No time, a three year old needs my attention. Plenty more to come...
I hardly see we we are in agreement. By no means was I even trying to imply that our foreign policy ( 'forward leaning'?) is the sole cause of our economic condition. On the other hand, you do lay the blame for this financial meltdown in one singular place, while seemingly disregarding the expensive cost of our foreign policy course of the previous decades. I do not. There is plenty of blame to go around. Furthermore, I believe that our foreign policy is a sign of the erosion of our moral fiber.
Who wishes to base our foreign policy on wishful thinking? Weren't you the one who complained earlier about another posters comment concerning your position being hyperbolic and inaccurate? This applies to you as well. It is pure nonsense.
Iranian Jihadists? The form of Islam we have been attacked by was Sunni, not Shia Islam. Yet we rattle the saber over Iran and its nuclear program. They will not go quietly away, in no small measure because of the very policies you apparently advocate. And why should they?
I have known dozens of Iranians in my life, and none where even the least bit hostile towards the United States, other than for the way the United States has behaved towards Iran for 50 plus years.
A question: Does a 'forward leaning' foreign policy actively participate in the overthrow of democratically elected foreign heads of state and install dictatorial monarchs who are fond of secret police and torture? Is that okay in your book? This is a serious question that truly seeks an answer from you. Thank you for your time.
Our position today is also quite precarious. Furthermore, our foreign policy has only exacerbated the bleak economic circumstances we face. We can ill afford to be drawn into internal squabbles in Libya, Iraq, Afghanistan and any number of other places. The founders feared the unforeseen consequences of foreign meddling. Human nature is no different today than in their time. And human nature has more to do with a sound foreign policy than what time it is in historical terms. Past wisdom is still valid wisdom, or it was never wisdom to begin with.

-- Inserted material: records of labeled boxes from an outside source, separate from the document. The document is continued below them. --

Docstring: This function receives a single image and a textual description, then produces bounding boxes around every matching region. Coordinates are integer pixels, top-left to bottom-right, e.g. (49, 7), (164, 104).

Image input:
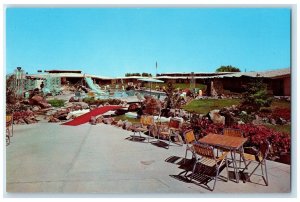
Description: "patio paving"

(6, 122), (291, 197)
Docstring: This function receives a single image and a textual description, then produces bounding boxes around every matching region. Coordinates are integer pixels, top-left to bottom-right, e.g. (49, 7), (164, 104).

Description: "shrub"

(83, 97), (122, 106)
(241, 78), (272, 112)
(47, 99), (65, 107)
(13, 111), (34, 121)
(191, 117), (291, 162)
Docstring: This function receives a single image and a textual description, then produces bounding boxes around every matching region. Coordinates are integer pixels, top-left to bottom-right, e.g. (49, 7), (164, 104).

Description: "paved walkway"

For example, having studied Islam and Islamic culture for the last several years, it seems to me that when left to itself, Islamic society is far more interested in their own internal squabbles than with spreading Islam, subjecting infidels or offensive Jihad of any kind. The current mindset of the Islamic Jihadist we face is one that is defensive in nature. This is a defensive Jihad. It is a war to expel foreign invaders and their puppet regimes. Ron Paul's foreign policy (and Washington's wisdom) would serve us well.
"Today, the exigencies of potential catastrophic nuclear and terrorist threats...requires a more forward-leaning, albeit catious, balanced and sensible approach."

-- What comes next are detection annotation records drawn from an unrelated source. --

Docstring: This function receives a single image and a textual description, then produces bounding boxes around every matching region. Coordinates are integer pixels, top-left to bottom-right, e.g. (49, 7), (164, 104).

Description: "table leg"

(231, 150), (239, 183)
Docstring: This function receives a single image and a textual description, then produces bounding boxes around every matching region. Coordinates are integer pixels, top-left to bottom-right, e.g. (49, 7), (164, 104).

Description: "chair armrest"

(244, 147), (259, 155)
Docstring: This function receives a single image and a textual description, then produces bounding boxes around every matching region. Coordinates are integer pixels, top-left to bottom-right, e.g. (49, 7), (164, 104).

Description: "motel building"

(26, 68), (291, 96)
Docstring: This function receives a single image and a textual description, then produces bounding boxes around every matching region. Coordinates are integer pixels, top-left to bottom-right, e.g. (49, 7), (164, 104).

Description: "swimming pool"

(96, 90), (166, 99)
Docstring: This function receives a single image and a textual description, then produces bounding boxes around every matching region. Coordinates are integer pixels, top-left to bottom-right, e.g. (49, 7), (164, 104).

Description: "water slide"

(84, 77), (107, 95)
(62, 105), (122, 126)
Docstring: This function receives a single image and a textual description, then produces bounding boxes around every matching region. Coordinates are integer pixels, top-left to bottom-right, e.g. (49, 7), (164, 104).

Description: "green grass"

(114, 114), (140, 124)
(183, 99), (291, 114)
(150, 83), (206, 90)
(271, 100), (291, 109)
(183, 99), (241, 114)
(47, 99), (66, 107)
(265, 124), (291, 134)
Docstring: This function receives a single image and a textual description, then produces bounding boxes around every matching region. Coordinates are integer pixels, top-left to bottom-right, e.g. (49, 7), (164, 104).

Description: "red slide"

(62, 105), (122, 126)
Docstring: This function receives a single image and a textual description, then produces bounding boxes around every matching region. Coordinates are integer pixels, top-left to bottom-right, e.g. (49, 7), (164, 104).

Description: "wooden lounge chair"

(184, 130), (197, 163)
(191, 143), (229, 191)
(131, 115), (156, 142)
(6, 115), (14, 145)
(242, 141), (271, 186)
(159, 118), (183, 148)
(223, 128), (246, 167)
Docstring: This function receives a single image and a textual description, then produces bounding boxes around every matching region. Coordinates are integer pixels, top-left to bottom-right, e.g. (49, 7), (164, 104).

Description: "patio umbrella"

Absolutely... that's why Ron Paul's foreign policy (and that of the founders) makes perfect sense, even now.
This article has spurred me to write. Reading this was so encouraging for me personally. I began to surrender my neo-con shallowness in 2007, and could see the sense of Ron Paul's overall philosophy in time to campaign for him in '08. Most of my family and friends were not at all receptive. I took some abuse from them at times, but by the election, I had converted several of them. Still others continued to spout the same neo-con catch phrases. I have spent the last several years educating as many people as I could. It is often thought that a political mindset is almost as unchangeable as ones religious presuppositions - that they flow from the same base presuppositions as our most basic worldview. But when I reflect on my own experience and read of your change of mind, I realize that change is possible.